[extropy-chat] Failure of low-fat diet

Hal Finney hal at finney.org
Sat Feb 25 03:48:15 UTC 2006


Another example of the failure of modern medicine to improve is discussed
in today's New York Times:
http://www.nytimes.com/2006/02/22/business/22leonhardt.html
also reprinted at the bottom of:
http://www.finfacts.com/irelandbusinessnews/publish/article_10004953.shtml

> With all the tools available to modern medicine - the blood tests and
> M.R.I.'s and endoscopes - you might think that misdiagnosis has become
> a rare thing. But you would be wrong. Studies of autopsies have shown
> that doctors seriously misdiagnose fatal illnesses about 20 percent of
> the time. So millions of patients are being treated for the wrong disease.
>
> As shocking as that is, the more astonishing fact may be that the rate
> has not really changed since the 1930's. "No improvement!" was how an
> article in the normally exclamation-free Journal of the American Medical
> Association summarized the situation.

The reason, according to the article, is how incentives are arranged:

> Under the current medical system, doctors, nurses, lab technicians and
> hospital executives are not actually paid to come up with the right
> diagnosis. They are paid to perform tests and to do surgery and to
> dispense drugs.
>
> There is no bonus for curing someone and no penalty for failing, except
> when the mistakes rise to the level of malpractice. So even though doctors
> can have the best intentions, they have little economic incentive to
> spend time double-checking their instincts, and hospitals have little
> incentive to give them the tools to do so.
...
> Joseph Britto, a former intensive-care doctor, likes to compare
> medicine's attitude toward mistakes with the airline industry's. At the
> insistence of pilots, who have the ultimate incentive not to mess up,
> airlines have studied their errors and nearly eliminated crashes.
>
> "Unlike pilots," Dr. Britto said, "doctors don't go down with their
> planes."

Britto has a company that sells software which provides lists of
alternative diagnoses when doctors type in symptoms.  The article
describes a case of a misdiagnosis which was corrected through the use
of the software, but implies that its $750/yr/doctor cost is too high
for widespread use.

I've been enjoying the TV show "House", which is all about medical
misdiagnosis.  Dr. Gregory House is an expert diagnostician, and he and
his team of three good-looking junior doctors struggle every week with
a difficult case.  The shows always have the same structure, namely
that the team comes up with one wrong diagnosis after another, while
the patient gets sicker and sicker, usually because they are treating
him for the wrong thing and basically killing him.  Finally at the end
they guess right and the patient gets better.

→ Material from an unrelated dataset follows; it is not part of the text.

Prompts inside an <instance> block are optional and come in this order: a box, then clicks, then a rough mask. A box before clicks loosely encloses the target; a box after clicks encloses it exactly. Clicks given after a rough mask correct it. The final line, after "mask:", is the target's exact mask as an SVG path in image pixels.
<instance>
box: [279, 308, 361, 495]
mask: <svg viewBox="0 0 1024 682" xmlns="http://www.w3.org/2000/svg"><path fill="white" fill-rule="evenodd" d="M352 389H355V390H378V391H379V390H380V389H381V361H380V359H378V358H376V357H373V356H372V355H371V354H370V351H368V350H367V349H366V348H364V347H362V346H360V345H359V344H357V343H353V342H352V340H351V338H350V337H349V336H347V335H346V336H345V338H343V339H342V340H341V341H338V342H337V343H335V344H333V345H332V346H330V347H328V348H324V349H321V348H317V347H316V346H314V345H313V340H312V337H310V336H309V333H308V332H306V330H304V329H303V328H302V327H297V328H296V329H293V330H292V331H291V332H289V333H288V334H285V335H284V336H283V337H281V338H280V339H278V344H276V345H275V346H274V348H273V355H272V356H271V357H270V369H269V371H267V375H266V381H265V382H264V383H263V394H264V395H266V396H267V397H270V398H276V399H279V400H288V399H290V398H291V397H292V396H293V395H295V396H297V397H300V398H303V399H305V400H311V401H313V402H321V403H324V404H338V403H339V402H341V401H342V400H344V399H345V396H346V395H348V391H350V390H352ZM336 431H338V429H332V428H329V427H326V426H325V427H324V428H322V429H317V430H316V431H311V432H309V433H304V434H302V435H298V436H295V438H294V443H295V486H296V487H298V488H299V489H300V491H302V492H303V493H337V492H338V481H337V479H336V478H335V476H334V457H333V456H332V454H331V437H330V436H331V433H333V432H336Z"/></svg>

It's not a very realistic show, but still entertaining.  Now whenever
friends or family are having a problem getting a reasonable medical
diagnosis, we say, we need House to come figure things out.  I've been
dealing with some screwy test results myself lately, and I finally
found a good doctor, who takes a scientific approach to the problem.
He's treating me for what he thinks might be wrong, not because he thinks
it is necessarily the best treatment for me, but just to test his theory
and confirm the diagnosis.  It's a great feeling to have a "Dr. House"
on my case.

Back to incentives: when not shoring up the foundations of quantum
mechanics or lending transparency to the murk of Middle Eastern politics,
Robin dabbles in health care economics, and one of his first papers on
that subject has a solution for this problem.  "Buy Health, Not Health
Care," <http://hanson.gmu.edu/buyhealth.html>, talks about getting life
insurance companies to pay for health care.  Since they have an economic
incentive to keep you alive, their incentives are aligned with yours.
And they would develop the expertise to know what works and what doesn't.
To use the analogy above, they do "go down with the plane", in the sense
that they pay out a huge amount every time a patient dies.

Something along these lines might go a long way towards fixing this
stubborn problem of 20% fatal misdiagnoses.  I'd be curious to know what
further ideas Robin has on this since his 1994 paper.